5 Ways a Non-Runner Got Into Running

0
211
Running, crowdink.com, crowdink.com.au, crowd ink, crowdink
Running

Over a year ago I went from being a person who does no exercise to a person who would run every day. By choice. To relax. This may sound crazy, and it would have sounded insane to me back then, but with a little work (not too much!) you can too.

Go Slow

When I first started I would try and run at a pace that I imagined a good runner would run at, which was way too fast. All this did was make me develop soreness and resent the idea of a jog. Go at your own pace and avoid judging yourself – you’re just starting out, don’t pretend you aren’t. Try and go at a pace where you’re a little puffed but could carry out a conversation.

Go Short

There’s no problem with running one kilometre if that’s all you can do. I started off with a short run every couple of days and then slowly increased my distance and frequency.

Go Every Now And Then

Take a couple of days off if you feel as though you have an injury or shin splints coming on. As your muscles develop all the niggling little pains will drift away, but if you try and fight against them they will just become major issues that will prevent you from enjoying running long term.

Go With A Podcast

A lot of people like to listen to music when they run, but listening to a podcast or an audio book can be a great distraction from the pain of running.
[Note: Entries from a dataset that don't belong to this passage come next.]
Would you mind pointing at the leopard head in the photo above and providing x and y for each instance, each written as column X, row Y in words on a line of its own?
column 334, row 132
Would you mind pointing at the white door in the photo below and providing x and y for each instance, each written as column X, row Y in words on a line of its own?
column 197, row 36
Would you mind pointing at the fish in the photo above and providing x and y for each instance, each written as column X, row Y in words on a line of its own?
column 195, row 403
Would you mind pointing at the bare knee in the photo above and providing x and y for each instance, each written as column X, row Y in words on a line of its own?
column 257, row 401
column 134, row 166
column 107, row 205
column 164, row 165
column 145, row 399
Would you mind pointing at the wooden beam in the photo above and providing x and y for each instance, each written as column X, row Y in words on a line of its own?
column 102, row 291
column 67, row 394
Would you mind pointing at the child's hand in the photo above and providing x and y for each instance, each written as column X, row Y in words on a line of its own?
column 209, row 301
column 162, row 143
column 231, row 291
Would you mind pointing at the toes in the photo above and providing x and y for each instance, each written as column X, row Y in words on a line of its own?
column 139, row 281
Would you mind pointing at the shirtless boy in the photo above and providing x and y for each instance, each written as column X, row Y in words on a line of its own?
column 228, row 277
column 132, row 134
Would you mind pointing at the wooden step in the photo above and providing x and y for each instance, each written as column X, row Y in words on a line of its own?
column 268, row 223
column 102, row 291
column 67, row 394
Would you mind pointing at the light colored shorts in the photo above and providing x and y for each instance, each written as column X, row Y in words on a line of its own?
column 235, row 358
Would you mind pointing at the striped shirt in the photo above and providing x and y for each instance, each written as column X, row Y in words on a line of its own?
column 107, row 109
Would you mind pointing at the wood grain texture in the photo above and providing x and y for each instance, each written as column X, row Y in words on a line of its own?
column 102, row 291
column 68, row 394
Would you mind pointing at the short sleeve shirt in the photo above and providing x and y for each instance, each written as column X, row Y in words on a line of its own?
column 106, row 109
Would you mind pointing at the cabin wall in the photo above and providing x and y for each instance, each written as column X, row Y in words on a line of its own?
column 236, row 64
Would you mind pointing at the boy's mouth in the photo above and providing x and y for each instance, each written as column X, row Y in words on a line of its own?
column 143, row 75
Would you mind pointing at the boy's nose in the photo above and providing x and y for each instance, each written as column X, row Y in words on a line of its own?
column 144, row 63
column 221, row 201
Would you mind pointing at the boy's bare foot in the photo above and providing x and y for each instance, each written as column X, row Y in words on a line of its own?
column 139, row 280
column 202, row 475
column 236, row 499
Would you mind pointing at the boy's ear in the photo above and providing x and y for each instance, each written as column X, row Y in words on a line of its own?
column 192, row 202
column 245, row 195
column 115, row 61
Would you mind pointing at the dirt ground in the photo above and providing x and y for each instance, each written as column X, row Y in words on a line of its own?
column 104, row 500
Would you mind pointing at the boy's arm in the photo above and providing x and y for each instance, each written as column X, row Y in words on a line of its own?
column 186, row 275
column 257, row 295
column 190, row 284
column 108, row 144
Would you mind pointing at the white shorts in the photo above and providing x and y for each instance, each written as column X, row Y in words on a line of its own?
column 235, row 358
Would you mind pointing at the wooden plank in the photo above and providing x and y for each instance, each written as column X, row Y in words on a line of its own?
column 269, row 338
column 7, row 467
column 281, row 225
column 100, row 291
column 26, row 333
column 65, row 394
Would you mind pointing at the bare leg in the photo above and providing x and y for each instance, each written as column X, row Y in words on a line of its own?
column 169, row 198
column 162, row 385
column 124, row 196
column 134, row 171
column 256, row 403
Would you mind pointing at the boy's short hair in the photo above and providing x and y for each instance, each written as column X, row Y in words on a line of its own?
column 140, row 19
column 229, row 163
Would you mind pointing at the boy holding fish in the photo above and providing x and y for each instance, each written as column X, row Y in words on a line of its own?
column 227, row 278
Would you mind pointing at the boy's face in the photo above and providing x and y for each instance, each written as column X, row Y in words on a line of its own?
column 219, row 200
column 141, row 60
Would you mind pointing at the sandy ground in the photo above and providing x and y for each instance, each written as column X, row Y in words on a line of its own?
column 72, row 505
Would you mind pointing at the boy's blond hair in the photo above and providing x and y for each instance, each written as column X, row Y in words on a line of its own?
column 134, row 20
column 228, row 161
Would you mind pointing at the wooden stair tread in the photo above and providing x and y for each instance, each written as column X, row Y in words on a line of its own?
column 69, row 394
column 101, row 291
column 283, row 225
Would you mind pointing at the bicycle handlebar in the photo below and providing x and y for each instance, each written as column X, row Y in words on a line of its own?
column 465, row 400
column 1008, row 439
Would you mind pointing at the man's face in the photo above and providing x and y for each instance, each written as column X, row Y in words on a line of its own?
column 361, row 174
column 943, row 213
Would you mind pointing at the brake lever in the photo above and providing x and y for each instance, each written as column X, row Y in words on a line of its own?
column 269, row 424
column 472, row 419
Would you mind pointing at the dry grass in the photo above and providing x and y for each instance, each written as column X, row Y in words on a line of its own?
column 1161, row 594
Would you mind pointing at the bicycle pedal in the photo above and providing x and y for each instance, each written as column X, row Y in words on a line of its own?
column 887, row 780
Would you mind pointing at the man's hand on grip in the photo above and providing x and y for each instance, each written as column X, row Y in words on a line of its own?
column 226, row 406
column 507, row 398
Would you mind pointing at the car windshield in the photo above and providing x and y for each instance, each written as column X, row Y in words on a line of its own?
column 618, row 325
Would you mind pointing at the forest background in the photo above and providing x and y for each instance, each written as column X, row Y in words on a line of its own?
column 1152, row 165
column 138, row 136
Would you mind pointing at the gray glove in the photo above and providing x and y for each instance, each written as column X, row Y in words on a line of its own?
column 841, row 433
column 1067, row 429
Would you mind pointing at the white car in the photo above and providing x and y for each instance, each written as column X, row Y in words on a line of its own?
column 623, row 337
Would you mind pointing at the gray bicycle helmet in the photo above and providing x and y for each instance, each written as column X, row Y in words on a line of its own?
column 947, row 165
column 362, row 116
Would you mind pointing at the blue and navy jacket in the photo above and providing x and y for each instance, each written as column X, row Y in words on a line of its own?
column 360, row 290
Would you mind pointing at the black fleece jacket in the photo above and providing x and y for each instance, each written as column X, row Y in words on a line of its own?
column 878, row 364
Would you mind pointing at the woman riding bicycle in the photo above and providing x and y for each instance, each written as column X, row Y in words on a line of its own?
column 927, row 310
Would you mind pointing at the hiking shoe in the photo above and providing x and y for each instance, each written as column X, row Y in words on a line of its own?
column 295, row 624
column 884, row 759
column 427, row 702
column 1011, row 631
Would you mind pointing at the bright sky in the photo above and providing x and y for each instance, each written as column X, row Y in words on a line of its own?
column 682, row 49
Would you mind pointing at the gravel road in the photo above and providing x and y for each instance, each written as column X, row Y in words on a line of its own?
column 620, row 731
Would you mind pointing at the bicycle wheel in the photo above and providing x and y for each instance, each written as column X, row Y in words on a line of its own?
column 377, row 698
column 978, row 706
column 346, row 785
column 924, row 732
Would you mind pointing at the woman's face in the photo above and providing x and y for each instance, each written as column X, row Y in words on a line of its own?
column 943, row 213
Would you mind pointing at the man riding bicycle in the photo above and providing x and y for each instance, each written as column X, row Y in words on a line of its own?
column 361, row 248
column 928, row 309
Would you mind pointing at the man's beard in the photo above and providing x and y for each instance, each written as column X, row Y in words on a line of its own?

I found it especially helpful early on as it distracted me from the exercise but also prevent me from running at a faster pace than I was ready for.

Go Pat Yourself On The Back

Keep track of yourself and make sure to acknowledge when you’ve made an improvement in your running. Putting a fortnightly goal in place can be a good way to both motivate yourself and also help you acknowledge that you are improving.

Now all there is left to do is go run!